Ebsco Industries, which developed Alys Beach, is overseeing the residential construction. The beachfront acreage has been owned for years by the Comer family, which once also owned the land where Camp Helen State Park now sits.

Efforts to reach an Ebsco official for comment were not successful.

Carpenter said that when the commission approved the construction of 20 homes on Walton Magnolia Lane, plans called for single-family structures of a moderate size.

That was before VRBO and AirBNB.

The homes that have thus far been built are huge and are being marketed as vacation rentals — single-family homes built with the expectation of housing many people.

One of them, a four-bed, four-bath home with a private pool advertised by 30A Escapes sleeps up to 16.

Neighbors like Mitchell, and Jaffe, as president of the neighborhood association, have many concerns about the ongoing development.

The road itself is barely wide enough for two cars to pass one another, and at this time there is only one entrance and exit to the neighborhood.

Mitchell said the road has consistently flooded during heavy rainfall, and last July 4 it was underwater to an extent that he couldn’t get his truck through for three days.

“They’re going to have to improve that road.
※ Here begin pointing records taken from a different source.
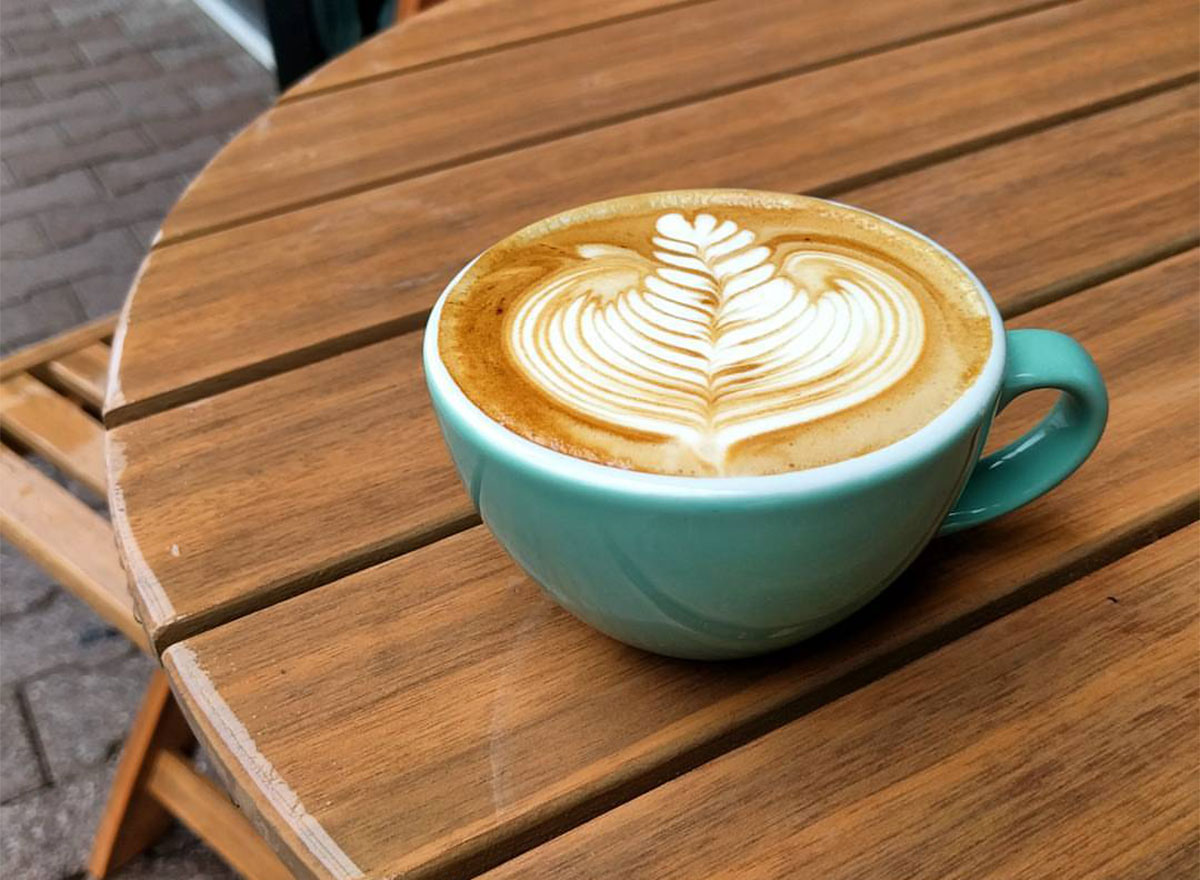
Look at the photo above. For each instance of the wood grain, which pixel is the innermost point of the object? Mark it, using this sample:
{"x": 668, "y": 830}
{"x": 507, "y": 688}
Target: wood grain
{"x": 493, "y": 103}
{"x": 132, "y": 819}
{"x": 64, "y": 343}
{"x": 436, "y": 723}
{"x": 83, "y": 372}
{"x": 271, "y": 488}
{"x": 69, "y": 539}
{"x": 55, "y": 429}
{"x": 208, "y": 315}
{"x": 1060, "y": 741}
{"x": 467, "y": 28}
{"x": 275, "y": 488}
{"x": 208, "y": 812}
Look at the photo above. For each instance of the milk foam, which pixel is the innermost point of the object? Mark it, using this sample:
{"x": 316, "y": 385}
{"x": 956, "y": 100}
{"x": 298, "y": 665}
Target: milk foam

It’s crowded now, and there’s never been a major storm that didn’t wash out that intersection at the top of the street,” Mitchell said. “With all these new houses, not to mention the big ones, there’s going to be a lot of traffic and a lot of people staying there. If we have a crisis ... .

Carpenter said the developers have plans to improve Walton Magnolia Lane by putting down an additional inch of asphalt, and a common area at the lowest point of the road will be equipped with a permeable concrete successfully used at Rosemary Beach that will absorb all of the runoff in the neighborhood.

“All of the water that comes to that lot now will still come to that lot, which is subject to flooding, but it will be temporary. And it’s not pushing the water to anywhere else, but instead actually taking the water from the other lots,” Carpenter said.

Last week, as work was getting under way to put homes on five lots at the eastern end of Walton Magnolia Lane, a crane took down small cottage that had stood on top of a long, untouched dune.

The Lupin House, as it was known, had been constructed in the late ’60s or ’70s, according to news accounts. It belonged to the Comer family, which was involved in planning the new development.

The demolition was a final gut punch to longtime residents as the inevitable development of the last stretch of pristine beach got under way.

“I’m just sorry to see it happen,” said Scott Franzen, who lives in a town home complex at the edge of the development. “To me, this is the one last beautiful place in Florida.”